Since sampling rare events implies we need many Monte Carlo samples to improve in error. Can we do something better?

Importance sampling

Instead of generating samples from \(f(.; u)\), what if we generate data from another distribution with p.d.f \(g(x)\) where the rare samples are easier to obtain? Then, if we can compute the p.d.f of our original distribution \(f(.; u)\) and our new distribution \(g(x)\), we can use importance sampling to compute \(l\) using these samples.

\[ \begin{align} l &= \int \mathcal{1}_{\{S(x) \ge \gamma\}} f(x; u)dx \\ &= \int \mathcal{1}_{\{S(x) \ge \gamma\}} f(x; u) \dfrac{g(x)}{g(x)} dx \\ &= \mathbb{E}_{x \sim g(.)}\left[ \mathcal{1}_{\{S(x) \ge \gamma\}} \dfrac{f(x; u)}{g(x)} \right] \end{align} \]

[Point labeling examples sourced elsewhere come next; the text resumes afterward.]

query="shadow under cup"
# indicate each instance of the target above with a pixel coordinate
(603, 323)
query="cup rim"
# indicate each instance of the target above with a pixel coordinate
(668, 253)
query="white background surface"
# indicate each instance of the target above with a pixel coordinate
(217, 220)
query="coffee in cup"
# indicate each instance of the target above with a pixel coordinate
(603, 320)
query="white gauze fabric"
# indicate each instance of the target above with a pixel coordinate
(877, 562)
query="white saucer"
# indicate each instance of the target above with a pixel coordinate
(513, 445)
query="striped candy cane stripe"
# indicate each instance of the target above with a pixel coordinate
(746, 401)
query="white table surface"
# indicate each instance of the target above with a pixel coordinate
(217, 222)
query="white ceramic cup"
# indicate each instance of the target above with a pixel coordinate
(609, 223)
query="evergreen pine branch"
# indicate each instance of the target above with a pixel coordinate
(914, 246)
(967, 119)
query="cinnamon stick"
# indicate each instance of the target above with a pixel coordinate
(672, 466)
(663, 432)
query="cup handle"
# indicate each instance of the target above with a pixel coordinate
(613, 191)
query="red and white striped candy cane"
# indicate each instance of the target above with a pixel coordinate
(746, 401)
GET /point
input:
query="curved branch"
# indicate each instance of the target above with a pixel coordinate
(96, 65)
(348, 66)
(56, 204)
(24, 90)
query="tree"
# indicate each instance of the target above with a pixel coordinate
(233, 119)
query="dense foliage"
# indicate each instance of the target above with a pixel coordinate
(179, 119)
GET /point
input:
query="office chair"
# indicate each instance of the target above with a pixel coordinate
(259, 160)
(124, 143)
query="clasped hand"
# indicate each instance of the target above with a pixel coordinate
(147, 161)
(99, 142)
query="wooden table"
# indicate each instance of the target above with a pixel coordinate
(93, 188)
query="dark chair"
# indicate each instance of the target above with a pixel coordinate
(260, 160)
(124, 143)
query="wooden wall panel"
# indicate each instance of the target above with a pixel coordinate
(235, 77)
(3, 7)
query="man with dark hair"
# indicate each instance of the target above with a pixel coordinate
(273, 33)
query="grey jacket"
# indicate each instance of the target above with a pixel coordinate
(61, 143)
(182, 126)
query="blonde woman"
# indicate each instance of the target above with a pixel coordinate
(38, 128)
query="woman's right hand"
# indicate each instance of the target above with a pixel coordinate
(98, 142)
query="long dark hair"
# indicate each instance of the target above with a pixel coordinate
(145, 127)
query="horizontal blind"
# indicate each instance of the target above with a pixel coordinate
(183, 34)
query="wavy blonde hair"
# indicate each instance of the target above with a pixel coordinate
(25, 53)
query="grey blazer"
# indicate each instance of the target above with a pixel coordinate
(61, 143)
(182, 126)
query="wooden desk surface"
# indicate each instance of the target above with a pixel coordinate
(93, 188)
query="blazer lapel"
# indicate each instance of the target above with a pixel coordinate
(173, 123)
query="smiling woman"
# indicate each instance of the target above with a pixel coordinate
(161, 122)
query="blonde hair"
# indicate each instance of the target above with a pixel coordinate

And the monte-carlo estimate now can be done over samples from \(g(x)\)

\[ \begin{align} l &=\mathbb{E}_{x \sim g(.)}\left[ \mathcal{1}_{\{S(x) \ge \gamma\}} \dfrac{f(x; u)}{g(x)} \right] \\ &\approx \dfrac{1}{n} \sum_{k=1}^{n} \mathcal{1}_{\{S(x_k) \ge \gamma\}} \dfrac{f(x_k; u)}{g(x_k)} \end{align} \] Where \(x_1 ... x_k\) are i.i.d samples from g(x). Now the question becomes how do we select this \(g(x)\)? Let us first try a few examples of \(g(x)\) and see how it compares to our previous Monte Carlo estimate.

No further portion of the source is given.